Los únicos profetas que no son impostores son los que callan («los sabios no tienen labios», le oí decir a un supuesto loco); pero los «intelectuales» hablan sin parar, son consustancialmente verborrágicos, pues se «realizan» generando un flujo continuo de palabras, y no de palabras cualesquiera, sino de palabras capaces de sorprender, de burlar las expectativas del oyente, como diría Jakobson. Y su única honradez posible pasa por reconocer su impostura.
En este sentido, los menos tramposos son los científicos (aunque no todos). Son los gestores del saber más sólido y operativo, los más fidedignos escrutadores de lo ignoto, y sin embargo admiten abiertamente la parcialidad y provisionalidad de sus conocimientos; es más, dicha admisión explícita constituye una parte sustancial del discurso científico (aunque no siempre: el cientificismo ingenuo y/o abusivo es un riesgo permanente).
En consecuencia, los profetas más tramposos, los peores impostores, son los que se apropian indebidamente del discurso científico para intentar dar apariencia de solidez a un relato falaz o inconsistente. La seudociencia no solo es la peor enemiga de la ciencia (después de la religión, que constituye un capítulo aparte), sino de la racionalidad misma y de la cultura en su conjunto; baste pensar en los estragos causados por algunas terapias seudocientíficas.
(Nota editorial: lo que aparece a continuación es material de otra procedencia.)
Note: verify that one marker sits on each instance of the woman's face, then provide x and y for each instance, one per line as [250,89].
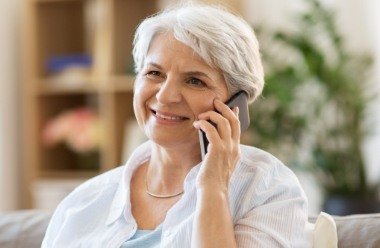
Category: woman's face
[172,89]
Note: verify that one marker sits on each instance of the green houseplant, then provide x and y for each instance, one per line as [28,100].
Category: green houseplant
[314,105]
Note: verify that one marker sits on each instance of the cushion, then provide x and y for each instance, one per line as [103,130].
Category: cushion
[357,230]
[23,228]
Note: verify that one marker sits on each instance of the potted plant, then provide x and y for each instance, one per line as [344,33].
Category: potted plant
[313,108]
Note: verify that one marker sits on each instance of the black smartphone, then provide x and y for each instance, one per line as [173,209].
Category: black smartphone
[239,100]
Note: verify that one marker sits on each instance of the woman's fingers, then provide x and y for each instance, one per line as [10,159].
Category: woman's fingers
[211,132]
[227,120]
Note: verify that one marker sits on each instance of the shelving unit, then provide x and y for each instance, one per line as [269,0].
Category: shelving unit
[102,29]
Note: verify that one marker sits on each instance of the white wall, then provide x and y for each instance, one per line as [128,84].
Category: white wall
[358,22]
[9,105]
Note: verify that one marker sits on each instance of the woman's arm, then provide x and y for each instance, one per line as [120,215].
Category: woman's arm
[213,226]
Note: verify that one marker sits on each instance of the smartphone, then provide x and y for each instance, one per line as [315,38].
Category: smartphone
[239,100]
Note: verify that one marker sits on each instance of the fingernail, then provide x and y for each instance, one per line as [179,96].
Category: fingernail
[237,111]
[196,124]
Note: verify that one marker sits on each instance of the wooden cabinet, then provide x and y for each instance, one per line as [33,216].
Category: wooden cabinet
[101,30]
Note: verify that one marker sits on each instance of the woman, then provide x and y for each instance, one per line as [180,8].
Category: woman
[189,61]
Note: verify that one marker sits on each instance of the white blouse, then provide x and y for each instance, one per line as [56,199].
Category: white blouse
[267,204]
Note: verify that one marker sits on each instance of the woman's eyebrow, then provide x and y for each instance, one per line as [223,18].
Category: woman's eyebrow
[154,65]
[197,73]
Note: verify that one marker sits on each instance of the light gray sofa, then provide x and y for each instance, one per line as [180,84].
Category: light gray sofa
[26,229]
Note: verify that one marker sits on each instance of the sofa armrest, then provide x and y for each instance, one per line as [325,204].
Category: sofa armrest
[23,228]
[360,230]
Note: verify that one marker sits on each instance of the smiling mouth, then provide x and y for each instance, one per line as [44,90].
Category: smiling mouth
[167,117]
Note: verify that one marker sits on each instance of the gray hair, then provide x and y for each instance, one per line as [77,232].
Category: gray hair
[223,40]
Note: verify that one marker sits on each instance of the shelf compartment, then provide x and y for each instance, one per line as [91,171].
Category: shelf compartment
[127,15]
[61,31]
[59,157]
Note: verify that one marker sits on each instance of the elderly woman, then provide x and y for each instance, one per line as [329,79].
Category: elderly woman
[189,61]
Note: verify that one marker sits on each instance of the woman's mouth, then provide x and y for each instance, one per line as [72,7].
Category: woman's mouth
[167,116]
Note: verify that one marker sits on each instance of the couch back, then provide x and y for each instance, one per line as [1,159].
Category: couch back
[27,228]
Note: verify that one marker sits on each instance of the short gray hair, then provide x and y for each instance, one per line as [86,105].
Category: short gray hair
[224,40]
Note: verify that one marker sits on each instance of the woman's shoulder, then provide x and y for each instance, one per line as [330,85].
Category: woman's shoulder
[263,169]
[254,157]
[97,185]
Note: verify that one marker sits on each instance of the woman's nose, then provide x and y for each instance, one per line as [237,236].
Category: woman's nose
[169,91]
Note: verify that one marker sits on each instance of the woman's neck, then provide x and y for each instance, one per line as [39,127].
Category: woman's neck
[168,167]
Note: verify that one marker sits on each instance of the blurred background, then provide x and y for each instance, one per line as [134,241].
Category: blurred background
[66,95]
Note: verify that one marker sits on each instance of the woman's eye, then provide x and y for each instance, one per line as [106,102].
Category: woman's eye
[153,73]
[196,82]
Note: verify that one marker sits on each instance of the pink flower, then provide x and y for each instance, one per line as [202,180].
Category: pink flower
[79,129]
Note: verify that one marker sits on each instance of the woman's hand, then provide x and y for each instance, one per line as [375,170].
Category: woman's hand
[223,149]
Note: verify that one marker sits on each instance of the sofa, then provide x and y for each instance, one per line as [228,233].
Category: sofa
[26,229]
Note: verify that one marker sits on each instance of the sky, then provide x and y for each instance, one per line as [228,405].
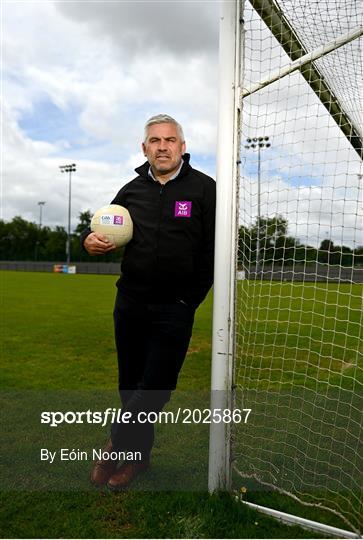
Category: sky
[80,78]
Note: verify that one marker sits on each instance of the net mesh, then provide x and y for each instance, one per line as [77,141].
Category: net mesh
[298,358]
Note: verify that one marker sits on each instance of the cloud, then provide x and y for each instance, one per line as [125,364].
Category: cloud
[147,28]
[81,78]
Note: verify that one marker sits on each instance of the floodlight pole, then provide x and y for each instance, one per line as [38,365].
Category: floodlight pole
[41,204]
[252,143]
[69,169]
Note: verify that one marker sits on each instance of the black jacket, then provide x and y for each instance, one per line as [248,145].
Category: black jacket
[170,256]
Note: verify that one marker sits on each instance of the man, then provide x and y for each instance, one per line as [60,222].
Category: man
[166,272]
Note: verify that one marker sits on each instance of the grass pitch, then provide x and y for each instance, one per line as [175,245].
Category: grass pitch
[57,341]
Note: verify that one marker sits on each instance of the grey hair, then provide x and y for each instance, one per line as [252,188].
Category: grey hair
[163,119]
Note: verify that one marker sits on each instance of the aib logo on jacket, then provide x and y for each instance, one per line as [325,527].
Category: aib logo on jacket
[183,209]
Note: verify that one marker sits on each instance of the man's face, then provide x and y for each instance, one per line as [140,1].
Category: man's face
[163,149]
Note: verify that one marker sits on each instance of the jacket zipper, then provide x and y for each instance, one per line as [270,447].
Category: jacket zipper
[159,221]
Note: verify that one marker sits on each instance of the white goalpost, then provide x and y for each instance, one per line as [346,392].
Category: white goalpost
[287,315]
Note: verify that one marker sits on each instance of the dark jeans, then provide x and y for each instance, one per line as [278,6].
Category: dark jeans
[152,341]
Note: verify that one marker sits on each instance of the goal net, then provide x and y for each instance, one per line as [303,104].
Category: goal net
[299,271]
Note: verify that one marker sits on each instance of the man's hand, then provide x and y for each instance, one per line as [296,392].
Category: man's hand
[98,244]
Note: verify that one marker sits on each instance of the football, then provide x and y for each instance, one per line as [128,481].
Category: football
[114,221]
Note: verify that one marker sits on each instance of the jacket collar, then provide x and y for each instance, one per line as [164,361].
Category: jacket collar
[144,168]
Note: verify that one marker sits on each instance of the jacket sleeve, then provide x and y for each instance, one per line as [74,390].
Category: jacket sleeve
[203,279]
[119,199]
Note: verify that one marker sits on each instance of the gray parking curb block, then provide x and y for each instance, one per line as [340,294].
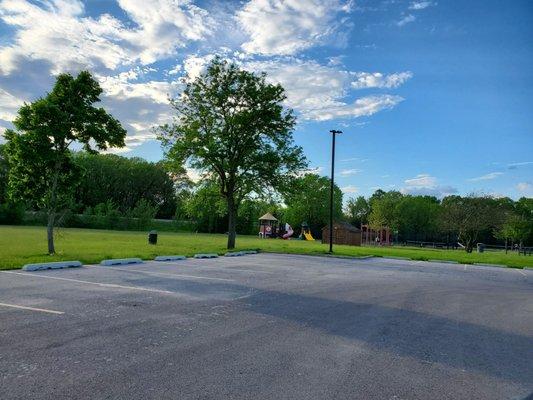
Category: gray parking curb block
[445,261]
[52,265]
[234,254]
[207,255]
[121,261]
[344,257]
[169,258]
[491,265]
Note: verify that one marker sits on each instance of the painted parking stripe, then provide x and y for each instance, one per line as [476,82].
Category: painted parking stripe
[31,308]
[161,273]
[108,285]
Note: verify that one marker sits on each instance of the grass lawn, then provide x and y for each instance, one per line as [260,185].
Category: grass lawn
[21,245]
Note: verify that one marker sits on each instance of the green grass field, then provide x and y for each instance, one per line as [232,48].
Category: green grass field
[21,245]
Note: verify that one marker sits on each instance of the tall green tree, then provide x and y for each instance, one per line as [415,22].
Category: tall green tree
[4,171]
[41,168]
[417,217]
[126,181]
[231,125]
[308,200]
[358,210]
[384,209]
[468,217]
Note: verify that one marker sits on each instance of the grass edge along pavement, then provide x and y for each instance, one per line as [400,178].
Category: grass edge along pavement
[20,245]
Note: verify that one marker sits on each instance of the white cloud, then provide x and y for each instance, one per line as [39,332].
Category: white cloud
[58,31]
[284,27]
[426,185]
[350,189]
[378,80]
[196,65]
[519,164]
[486,177]
[318,91]
[349,172]
[10,105]
[405,20]
[421,180]
[420,5]
[525,188]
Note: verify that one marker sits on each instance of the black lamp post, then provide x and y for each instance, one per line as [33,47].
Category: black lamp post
[333,133]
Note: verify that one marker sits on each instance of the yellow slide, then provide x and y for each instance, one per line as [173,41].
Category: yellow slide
[308,236]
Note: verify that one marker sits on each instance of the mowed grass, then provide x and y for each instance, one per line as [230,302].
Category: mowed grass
[21,245]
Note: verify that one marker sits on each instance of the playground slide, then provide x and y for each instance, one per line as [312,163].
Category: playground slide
[289,233]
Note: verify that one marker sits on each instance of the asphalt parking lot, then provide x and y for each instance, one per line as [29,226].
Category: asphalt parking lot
[267,326]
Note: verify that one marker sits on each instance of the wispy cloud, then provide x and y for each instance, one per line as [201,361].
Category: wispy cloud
[406,19]
[426,185]
[350,189]
[366,80]
[486,177]
[420,5]
[525,188]
[349,172]
[286,28]
[519,164]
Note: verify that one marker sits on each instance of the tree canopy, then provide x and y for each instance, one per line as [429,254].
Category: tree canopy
[232,126]
[41,170]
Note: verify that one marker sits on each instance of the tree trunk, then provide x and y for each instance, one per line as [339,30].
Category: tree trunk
[232,222]
[50,231]
[52,211]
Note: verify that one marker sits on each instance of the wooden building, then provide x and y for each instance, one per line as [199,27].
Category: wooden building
[343,233]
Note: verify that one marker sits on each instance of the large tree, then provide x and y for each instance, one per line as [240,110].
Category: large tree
[125,181]
[308,200]
[42,172]
[357,210]
[232,126]
[468,217]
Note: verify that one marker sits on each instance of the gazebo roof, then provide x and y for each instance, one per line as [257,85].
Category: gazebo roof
[268,217]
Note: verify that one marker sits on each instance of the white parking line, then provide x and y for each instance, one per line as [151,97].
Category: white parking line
[109,285]
[31,308]
[162,273]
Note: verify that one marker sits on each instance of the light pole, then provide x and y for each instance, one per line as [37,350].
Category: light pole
[333,133]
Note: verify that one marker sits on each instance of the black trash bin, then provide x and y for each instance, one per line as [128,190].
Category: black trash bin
[152,237]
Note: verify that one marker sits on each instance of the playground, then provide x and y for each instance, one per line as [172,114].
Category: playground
[221,328]
[21,245]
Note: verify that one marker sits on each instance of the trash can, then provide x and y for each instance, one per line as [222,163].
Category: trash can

Pero no es fácil demarcar con precisión el ámbito de la ciencia, ni distinguir entre la lícita —e incluso loable— aspiración a utilizarar el método científico y la pretensión de estar haciéndolo. El marxismo y el psicoanálisis, las dos corrientes de pensamiento más influyentes del siglo XX, que algunos incluso han querido hacer confluir en la gran novela-río, el gran metarrelato de nuestro tiempo, ¿son seudociencias? Algunos prestigiosos epistemólogos y filósofos de la ciencia creen que sí. Otros pensamos que sería más prudente decir que tanto en el marxismo como en el psicoanálisis hay actitudes —incluso instituciones enteras— seudocientíficas, pero que eso no significa que haya que descartar sus logros ni descalificar cualquier forma de aplicación o desarrollo de las ideas de Marx o de Freud. Para que haya seudociencia, tiene que haber pretensión de cintifismo. Si alguien afirma como un hecho establecido que el inconsciente está estructurado como un lenguaje (o tan siquiera que existe «el» inconsciente), o que los sueños son realizaciones disfrazadas de deseos reprimidos, o que el capitalismo se autodestruirá para dar paso al paraíso comunista, merece el calificativo de seudocientífico; pero se puede —y se debe— explorar sin prejuicios los caminos abiertos por Marx y Freud, así como sus profusas huellas en el pensamiento contemporáneo. Seguramente, si no fuera por ciertos marxistas y ciertos psicoanalistas, el marxismo y el psicoanálisis se considerarían protociencias, en vez de seudociencias. No en vano dijo Marx, textualmente, «Yo no soy marxista», y es más que probable que si Freud levantara la cabeza dijera «Yo no soy freudiano». Sobre todo después de leer a Lacan.